For more than 3 decades, slowpitch softball has been a third season sport in ISM. Despite the widespread popularity of other alternatives, such as fast pitch softball or baseball, softball was made one of the first IASAS sports, alongside volleyball and football in the competition’s inaugural year. Even with the practical inconveniences of playing slow pitch softball, such as finding the right bats and balls, the IASAS board has remained loyal to the initial decision to include the sport in the IASAS line up.
One of the main reasons why the IASAS board has stuck so closely to this initial decision is for the safety of students. ISM’s Athletic Director Mark Pekin expands on this, saying, “Safety is a huge concern in baseball. Imagine the lawsuits and injuries from hitting balls over the fence!” Furthermore, veteran IASAS board member and ISB Assistant Athletics Director Harold Albert comments, “More time is required to prepare baseball and fastpitch pitchers, so the time constraint in the season is an obvious reason.” Even former fastpitch players like Via Lim recognize the time required to train is increased with “complicated plays, stealing, reduced fielders and more difficulty batting.” Lastly, the availability of competition with some IASAS schools is scarce, with less access to baseball umpires and officials.

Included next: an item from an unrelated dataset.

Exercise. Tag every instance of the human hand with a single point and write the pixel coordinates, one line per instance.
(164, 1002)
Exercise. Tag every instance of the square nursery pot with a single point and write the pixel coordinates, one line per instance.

However, in the Philippines, leagues like ILLAM and MLL have made fastpitch softball and baseball significantly more feasible in the Philippines. Former MLL player Monica Martinez admits that fastpitch softball, her preferred sport, allows more game time with a range of community teams. She says that this team sport “gives everyone a chance to play, with the expectation to get bruised and dirty!” Chiara Squillantini remembers that in ILLAM, fastpitch it is “challenging to hit”, but there is “more excitement as the game goes quicker.” PE Coach Doddy says the he “would love to see IASAS move to fast pitch for the girls and baseball for the boys, or baseball for both” because slowpitch tends to get “a little slow at times.” Doddy also adds, “ I also think that there are more opportunities to play fast pitch in the US at college, slowpitch is more of a social thing for the summer.”
Despite the arguments against following the slowpitch softball route, the ISM teams are well under way to preparing the highest quality of performance for any sport that they play. As Via Lim so accurately put it, in the end, Softball “offers something different and we get to spend more time with each other as a team, which is what it’s all about.”